Эди припомнила, что хлеб у неё остался.
— Покорми его на балконе, только не здесь, — сказал Коган, а потом обратился к птице:
— А после этого выметайся отсюда!
Шварц прищурил оба своих птичьих глаза и жалобно простонал:
— Я так устал, и мне предстоит такой дальний путь.
— Куда ты направляешься, на север или на юг?
Шварц, еле приподняв свои крылья, пожал плечами.
— Ты не знаешь, куда летишь?
— Я всегда лечу туда, где есть добрые люди.
— Ну, па, разреши ему остаться, он же всего лишь птица, — стал просить Мори.
— Ладно, оставайся на одну ночь, но не больше! — уступил Коган.
Когда утром Коган начал выгонять птицу из дома, Мори заплакал. Таким образом Шварцу удалось задержаться ещё ненадолго. Мори всё ещё был на каникулах, и все его школьные друзья разъехались. Ему было очень одиноко, и Эди радовалась тому, что мальчику весело играть с птицей.
— Птица никому не мешает, — уверяла она Когана, — к тому же она вовсе не прожорлива.
— А что ты будешь делать, когда она нагадит?
— Она будет пачкать с дерева, перелетев через улицу, никто и не заметит, если не будет проходить мимо.
— Ну ладно, — согласился Коган, — но я решительно против. Я тебя предупреждаю, надолго этот Мистер Шварц здесь не задержится.

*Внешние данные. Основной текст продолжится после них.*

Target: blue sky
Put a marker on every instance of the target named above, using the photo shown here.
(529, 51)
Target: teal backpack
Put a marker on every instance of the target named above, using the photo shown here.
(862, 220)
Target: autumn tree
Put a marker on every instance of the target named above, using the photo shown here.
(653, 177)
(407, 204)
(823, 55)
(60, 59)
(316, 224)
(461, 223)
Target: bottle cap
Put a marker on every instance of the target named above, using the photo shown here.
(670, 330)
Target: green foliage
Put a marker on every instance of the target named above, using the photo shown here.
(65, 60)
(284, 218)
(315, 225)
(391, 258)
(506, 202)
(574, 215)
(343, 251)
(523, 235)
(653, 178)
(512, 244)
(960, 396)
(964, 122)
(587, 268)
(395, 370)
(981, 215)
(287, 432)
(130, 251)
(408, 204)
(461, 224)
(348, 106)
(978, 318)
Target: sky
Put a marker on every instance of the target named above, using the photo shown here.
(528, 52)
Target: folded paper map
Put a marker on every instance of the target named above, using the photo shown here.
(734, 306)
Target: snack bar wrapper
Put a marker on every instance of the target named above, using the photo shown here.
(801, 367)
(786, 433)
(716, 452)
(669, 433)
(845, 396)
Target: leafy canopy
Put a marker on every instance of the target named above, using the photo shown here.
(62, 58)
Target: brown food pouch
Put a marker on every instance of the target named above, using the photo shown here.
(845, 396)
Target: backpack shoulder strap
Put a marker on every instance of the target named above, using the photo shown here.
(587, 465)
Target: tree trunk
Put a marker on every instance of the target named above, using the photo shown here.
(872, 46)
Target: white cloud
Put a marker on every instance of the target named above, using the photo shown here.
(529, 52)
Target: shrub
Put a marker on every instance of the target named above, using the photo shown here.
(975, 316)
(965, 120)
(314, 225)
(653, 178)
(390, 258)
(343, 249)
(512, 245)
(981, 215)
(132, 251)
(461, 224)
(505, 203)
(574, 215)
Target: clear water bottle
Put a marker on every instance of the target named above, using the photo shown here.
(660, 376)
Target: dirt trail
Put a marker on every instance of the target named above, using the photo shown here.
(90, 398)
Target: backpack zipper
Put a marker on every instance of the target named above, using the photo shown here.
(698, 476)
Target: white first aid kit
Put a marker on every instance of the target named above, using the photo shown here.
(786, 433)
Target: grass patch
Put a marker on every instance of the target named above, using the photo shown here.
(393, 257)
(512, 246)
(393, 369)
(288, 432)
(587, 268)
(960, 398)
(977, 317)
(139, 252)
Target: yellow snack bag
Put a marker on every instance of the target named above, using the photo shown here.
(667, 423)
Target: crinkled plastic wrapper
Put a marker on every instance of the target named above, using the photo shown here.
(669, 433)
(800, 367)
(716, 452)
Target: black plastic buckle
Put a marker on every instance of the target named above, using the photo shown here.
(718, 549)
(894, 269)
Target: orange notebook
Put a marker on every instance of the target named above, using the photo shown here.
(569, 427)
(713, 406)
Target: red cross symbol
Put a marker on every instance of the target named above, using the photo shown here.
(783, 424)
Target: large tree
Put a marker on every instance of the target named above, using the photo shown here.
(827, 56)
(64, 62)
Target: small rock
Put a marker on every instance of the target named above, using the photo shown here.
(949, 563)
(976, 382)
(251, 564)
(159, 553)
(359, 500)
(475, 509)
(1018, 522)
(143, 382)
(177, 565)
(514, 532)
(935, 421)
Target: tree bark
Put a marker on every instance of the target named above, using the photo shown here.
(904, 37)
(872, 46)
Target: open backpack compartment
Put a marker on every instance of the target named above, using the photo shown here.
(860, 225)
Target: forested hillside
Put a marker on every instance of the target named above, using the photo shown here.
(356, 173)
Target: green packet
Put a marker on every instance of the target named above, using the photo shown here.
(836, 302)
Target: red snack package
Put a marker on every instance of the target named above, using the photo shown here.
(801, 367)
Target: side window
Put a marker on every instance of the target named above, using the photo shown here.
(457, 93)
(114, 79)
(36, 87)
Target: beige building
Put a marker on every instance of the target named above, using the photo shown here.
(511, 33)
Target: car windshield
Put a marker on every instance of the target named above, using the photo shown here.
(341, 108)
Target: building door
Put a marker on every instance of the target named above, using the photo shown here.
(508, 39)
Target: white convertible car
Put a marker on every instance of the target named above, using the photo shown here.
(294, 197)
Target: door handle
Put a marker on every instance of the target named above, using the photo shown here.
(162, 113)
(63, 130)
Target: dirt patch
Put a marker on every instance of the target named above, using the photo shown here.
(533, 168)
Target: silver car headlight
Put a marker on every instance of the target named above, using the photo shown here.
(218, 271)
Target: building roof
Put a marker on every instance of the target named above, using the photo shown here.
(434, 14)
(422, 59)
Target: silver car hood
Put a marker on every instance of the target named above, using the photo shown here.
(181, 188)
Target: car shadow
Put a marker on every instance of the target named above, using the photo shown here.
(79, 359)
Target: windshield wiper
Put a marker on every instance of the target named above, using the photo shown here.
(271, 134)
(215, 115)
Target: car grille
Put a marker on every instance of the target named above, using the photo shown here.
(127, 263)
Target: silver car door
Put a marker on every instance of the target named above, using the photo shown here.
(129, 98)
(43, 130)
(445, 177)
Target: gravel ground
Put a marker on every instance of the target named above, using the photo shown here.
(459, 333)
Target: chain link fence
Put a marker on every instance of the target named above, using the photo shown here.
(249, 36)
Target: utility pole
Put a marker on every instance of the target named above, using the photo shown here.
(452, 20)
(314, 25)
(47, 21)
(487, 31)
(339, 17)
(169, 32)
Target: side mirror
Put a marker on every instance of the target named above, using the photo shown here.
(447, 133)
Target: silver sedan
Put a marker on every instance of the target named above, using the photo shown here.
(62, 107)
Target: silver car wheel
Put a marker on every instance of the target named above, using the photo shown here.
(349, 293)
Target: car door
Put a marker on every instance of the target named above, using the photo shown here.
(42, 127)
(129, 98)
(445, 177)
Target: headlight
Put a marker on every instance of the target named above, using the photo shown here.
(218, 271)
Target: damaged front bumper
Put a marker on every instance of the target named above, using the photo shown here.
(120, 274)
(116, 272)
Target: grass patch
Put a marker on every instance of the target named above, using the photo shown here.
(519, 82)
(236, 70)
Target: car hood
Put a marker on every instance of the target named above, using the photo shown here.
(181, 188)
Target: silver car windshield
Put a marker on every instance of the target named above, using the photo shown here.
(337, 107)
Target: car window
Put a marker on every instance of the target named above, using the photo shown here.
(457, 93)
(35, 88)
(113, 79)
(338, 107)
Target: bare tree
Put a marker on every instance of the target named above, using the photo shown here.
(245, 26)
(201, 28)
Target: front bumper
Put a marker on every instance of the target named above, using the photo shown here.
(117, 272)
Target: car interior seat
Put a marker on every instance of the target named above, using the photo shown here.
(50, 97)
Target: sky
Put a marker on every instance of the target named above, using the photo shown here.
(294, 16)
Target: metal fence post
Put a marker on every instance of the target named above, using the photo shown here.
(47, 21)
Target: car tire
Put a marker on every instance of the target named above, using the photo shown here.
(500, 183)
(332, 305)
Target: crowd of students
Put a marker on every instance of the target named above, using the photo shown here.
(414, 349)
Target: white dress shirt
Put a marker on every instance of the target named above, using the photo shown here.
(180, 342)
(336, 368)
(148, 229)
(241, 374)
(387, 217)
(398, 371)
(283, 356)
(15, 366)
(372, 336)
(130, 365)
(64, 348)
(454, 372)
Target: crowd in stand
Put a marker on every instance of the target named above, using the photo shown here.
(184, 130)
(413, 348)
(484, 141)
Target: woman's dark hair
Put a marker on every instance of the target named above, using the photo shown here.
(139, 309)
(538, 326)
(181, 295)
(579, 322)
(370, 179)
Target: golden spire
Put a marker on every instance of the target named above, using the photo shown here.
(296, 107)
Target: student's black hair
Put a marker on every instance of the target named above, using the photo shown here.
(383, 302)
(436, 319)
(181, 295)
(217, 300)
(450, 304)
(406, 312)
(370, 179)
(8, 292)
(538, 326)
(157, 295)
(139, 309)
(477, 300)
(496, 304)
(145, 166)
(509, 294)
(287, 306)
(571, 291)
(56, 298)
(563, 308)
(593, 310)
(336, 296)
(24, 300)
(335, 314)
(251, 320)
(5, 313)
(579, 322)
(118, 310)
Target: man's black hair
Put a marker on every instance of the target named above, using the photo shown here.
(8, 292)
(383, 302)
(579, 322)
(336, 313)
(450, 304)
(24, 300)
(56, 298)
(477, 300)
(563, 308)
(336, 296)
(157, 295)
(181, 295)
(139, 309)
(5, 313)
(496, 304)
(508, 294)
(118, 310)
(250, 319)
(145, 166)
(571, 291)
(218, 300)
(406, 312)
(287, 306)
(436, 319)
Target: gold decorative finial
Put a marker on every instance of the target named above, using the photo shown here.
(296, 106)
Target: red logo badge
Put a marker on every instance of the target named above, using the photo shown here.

— Чем тебе так не угодила эта бедная птичка?
— Тоже мне нашла бедную птичку! Да этот шельмец хитёр, как лиса! Он, видите ли, считает себя евреем!
— А почему тебя это так раздражает?
— Еврей-птица! Чушь какая-то! Один неверный шаг — и я вышвырну его отсюда со всеми его птичьими потрохами!
По настоянию Когана, Шварц жил на балконе в новом деревянном скворечнике, который купила для него Эди.
— Премного благодарен, — сказал Шварц, — хотя я бы предпочёл человеческую крышу над головой. Вы же знаете, как это важно в моём возрасте. Я люблю тепло, окна, запахи кухни. Я бы не отказался время от времени пролистнуть «Еврейский Утренний Вестник», а ещё я бы выпил шнапса, так как он восстанавливает моё дыхание, с Б-жьей помощью. Но что бы вы мне ни дали, жаловаться я не стану.
Тем не менее, когда Коган принёс домой птичью кормушку, наполненную сухим зерном, Шварц отрезал:
— Это я есть не стану!
Коган вышел из себя:
— В чём дело, косоглазый? Что, жизнь малиной стала казаться? Ты забыл, что значит быть перелётной птицей? Я готов поспорить, что уйма знакомых тебе ворон, неважно, евреев или нет, зуб дадут за такой корм!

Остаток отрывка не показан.